Гайнц вошел за переводчиком и, получив приглашение сесть, прочно устроился напротив капитана — открытое лицо, натруженные руки, крепко сбитое тело привычного к физическому труду человека — все вызывало доверие к нему.
— Слышал о вас, герр Гайнц. Рад возможности поблагодарить лично за спасение союзника. Восхищен вашей смелостью, тем, что вы твердо отстаивали свои убеждения в любые, даже неудобные времена.
— Дать ночлег гонимому — не геройство. Я искупаю вину нации. Теперь надо позаботиться о другом — о том, чем заняты вы. Пора дать покой этой земле.
— Вы верно понимаете наши цели, герр Гайнц. У нас нет иных стремлений.
— Я должен помочь вам, — убежденно сказал обходчик. — Я не слеп, как многие мои соотечественники. Я понимаю опасность коричневой чумы, засевшей в лесах. Обычно стараются продлить жизнь обреченному. Агонию нацистов необходимо ускорить.
— Мы примем любую помощь. Но я хочу предупредить — это опасно.
— Я знаю. Но почему люди должны страдать от фанатизма фашистов? Воду мутят эсесманы и нацистские бонзы. Им не надоела игра в войну!
Обходчик неожиданно замолчал, перевел дыхание.

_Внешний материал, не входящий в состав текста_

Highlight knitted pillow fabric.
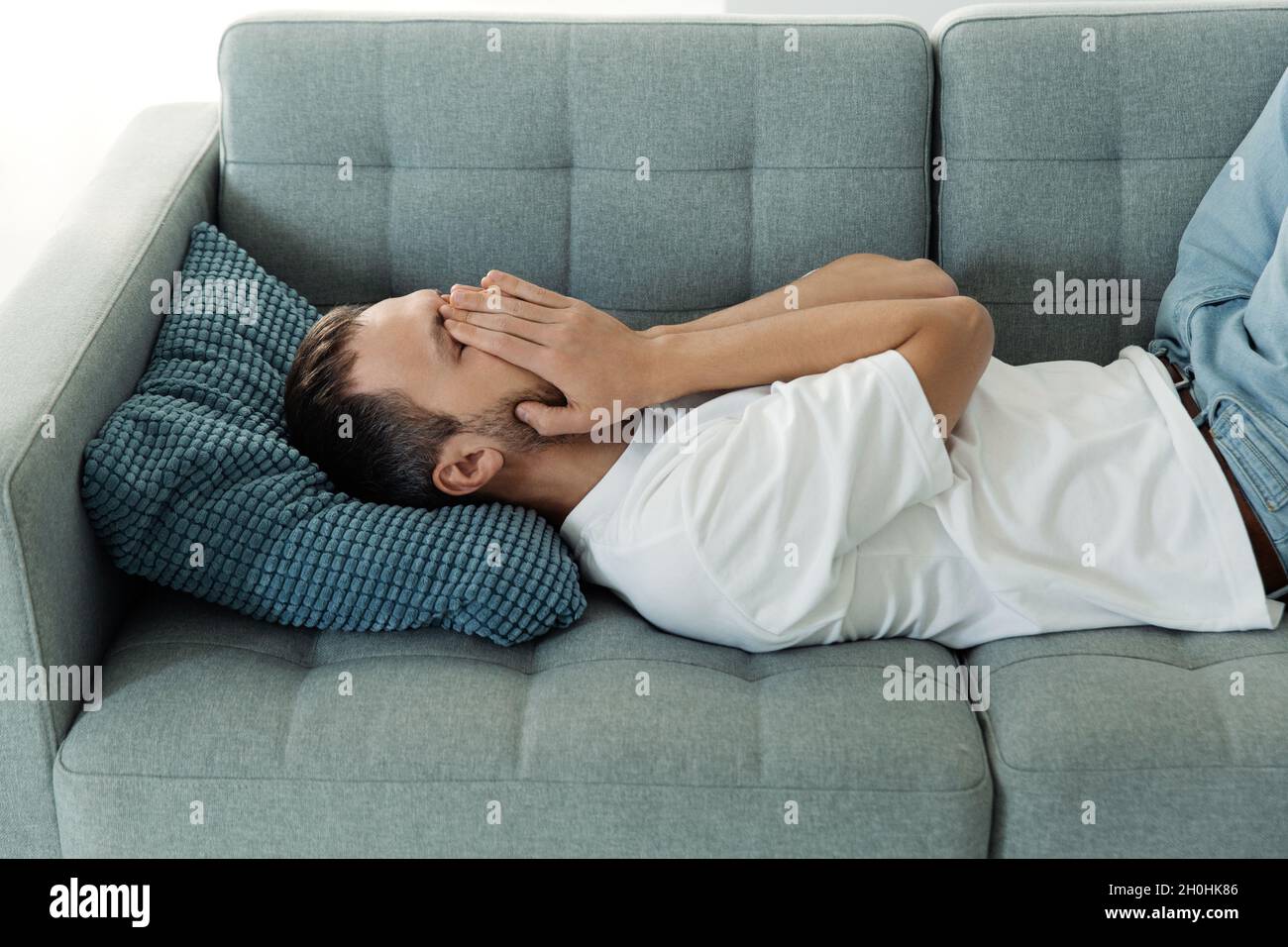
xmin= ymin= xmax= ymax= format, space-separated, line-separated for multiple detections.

— Простите, много приходится молчать. По дороге к вам я думал о том, что скажу здесь. Знайте, я — немец, но я не люблю войну. Она до сих пор стучится в мои двери в обличье побирающихся инвалидов и других несчастных. На прошлой неделе заглядывали солдаты, обычные пехотинцы, шедшие на родину — в Мекленбург. Я угостил их молоком, дал хлеба. О таких ничего не скажу. Это жертвы. Те, которых я ненавижу, заходили ко мне вчера — утром.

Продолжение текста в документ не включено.